Cada 24 de diciembre se celebra en el Cusco el Santiranticuy, fiesta costumbrista que data la época de la Colonia. La palabra viene de la unión de “santo” y “ticuy”, que significa “vender. En un principio, la Plaza de Armas era el lugar donde se compraban niños “Manuelitos” elaborados por artesanos para adornar los nacimientos de los hogares. También se acostumbraba traer diversos musgos, salvajina y otros materiales “exóticos” de las montañas o bosques nubosos y así poder adornar aún más las decoraciones del hogar propias de la Navidad.

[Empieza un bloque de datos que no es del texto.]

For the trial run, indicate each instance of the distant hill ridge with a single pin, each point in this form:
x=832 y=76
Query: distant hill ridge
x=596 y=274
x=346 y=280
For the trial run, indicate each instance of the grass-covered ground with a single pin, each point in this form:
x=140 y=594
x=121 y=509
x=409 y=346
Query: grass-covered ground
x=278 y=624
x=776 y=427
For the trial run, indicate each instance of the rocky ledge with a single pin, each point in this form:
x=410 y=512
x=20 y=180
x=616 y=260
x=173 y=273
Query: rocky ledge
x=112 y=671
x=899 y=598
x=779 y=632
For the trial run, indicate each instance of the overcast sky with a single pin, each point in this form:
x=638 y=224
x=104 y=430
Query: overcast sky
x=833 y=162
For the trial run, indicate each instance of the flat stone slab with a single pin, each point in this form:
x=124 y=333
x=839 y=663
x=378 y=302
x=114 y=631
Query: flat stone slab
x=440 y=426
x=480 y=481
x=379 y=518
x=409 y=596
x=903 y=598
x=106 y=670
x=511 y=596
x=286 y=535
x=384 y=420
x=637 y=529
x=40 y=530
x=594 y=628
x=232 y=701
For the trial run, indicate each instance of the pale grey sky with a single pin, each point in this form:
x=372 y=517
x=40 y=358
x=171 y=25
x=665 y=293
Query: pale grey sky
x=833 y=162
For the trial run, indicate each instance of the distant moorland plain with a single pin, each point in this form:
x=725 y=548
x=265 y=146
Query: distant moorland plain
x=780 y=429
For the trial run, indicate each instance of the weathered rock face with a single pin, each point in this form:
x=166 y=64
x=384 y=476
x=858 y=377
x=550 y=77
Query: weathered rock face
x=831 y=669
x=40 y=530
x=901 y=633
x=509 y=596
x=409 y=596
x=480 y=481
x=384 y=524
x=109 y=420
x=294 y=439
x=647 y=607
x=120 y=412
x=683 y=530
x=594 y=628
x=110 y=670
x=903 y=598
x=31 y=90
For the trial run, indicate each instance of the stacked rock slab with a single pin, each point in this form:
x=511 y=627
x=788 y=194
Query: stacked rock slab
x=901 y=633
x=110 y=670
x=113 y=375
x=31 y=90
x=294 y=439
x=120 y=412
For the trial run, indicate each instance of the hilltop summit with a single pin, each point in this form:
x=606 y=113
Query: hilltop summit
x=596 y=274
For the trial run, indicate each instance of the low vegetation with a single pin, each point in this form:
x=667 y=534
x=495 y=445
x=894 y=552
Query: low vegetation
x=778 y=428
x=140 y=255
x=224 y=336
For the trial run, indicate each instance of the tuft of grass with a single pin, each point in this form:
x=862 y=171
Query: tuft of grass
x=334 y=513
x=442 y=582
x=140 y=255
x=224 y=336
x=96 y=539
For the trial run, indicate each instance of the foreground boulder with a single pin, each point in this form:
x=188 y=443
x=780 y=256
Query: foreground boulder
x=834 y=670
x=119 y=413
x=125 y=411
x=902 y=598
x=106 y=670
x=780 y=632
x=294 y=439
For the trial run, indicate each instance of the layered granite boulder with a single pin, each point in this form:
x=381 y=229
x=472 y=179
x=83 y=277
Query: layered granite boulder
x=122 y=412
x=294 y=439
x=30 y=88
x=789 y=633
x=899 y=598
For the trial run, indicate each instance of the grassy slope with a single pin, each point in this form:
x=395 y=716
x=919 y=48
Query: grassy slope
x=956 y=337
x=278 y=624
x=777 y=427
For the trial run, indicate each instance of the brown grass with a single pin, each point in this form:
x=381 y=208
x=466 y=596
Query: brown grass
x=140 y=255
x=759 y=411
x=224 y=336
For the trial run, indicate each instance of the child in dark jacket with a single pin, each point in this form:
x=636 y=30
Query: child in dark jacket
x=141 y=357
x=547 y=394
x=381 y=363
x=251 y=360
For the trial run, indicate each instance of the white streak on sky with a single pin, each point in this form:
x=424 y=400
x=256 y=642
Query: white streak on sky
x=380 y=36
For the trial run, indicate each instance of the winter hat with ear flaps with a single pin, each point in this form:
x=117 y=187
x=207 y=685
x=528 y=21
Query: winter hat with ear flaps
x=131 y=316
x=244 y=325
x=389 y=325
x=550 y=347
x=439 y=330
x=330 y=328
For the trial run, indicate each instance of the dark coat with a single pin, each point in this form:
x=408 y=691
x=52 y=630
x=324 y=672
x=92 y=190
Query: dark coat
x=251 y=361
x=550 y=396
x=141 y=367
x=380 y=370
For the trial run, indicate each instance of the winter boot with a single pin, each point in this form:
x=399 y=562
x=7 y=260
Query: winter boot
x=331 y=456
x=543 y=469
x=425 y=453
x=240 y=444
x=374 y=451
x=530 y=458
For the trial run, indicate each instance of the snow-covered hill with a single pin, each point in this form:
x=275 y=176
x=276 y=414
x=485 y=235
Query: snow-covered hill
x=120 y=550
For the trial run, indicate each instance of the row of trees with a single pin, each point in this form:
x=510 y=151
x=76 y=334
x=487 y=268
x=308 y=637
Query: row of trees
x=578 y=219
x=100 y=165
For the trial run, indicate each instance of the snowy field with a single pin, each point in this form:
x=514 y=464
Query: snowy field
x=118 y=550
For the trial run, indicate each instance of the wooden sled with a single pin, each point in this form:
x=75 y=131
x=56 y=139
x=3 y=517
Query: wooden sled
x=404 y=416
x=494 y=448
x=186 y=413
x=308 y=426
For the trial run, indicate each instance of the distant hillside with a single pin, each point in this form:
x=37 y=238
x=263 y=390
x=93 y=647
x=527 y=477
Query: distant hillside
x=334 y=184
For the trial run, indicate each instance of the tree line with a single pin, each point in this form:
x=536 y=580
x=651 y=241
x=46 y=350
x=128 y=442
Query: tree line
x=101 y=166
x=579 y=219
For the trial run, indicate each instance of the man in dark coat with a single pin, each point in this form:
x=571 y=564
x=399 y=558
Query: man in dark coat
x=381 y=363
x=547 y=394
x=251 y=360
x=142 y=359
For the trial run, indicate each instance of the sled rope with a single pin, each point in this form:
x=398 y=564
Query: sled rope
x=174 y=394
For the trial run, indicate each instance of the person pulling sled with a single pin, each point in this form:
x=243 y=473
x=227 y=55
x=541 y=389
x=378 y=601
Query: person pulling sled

Con los años la fiesta ha ido cambiando, y, aunque mantiene parte de su esencia, ya no solamente se ofrece vegetación exótica y niños “Manuelitos”, también se pueden encontrar artes y artesanías diversas como pinturas, muñecos, cerámicas, fotografías, comida, postres caseros, platería, entre muchas otras cosas que son compradas para los regalos para la familia y amistades o para uno mismo.

La encargada de la organización es el EMUFEC, y la gente se prepara con muchos meses de anticipación para, primero, poder alquilar un stand, y segundo preparar todo para el gran día en el que la población local y los visitantes se vuelcan a la Plaza de Armas para disfrutar de esta linda fiesta costumbrista, donde gente propia y de las comunidades lejanas viene a ofrecer sus productos y poder ganar un poco de dinero.

Cabe resaltar que en esta fecha muchas personas organizan actividades como chocolatadas o entrega de regalos para los cientos, sino miles de niños que vienen de las comunidades con sus padres que ofrecen sus productos.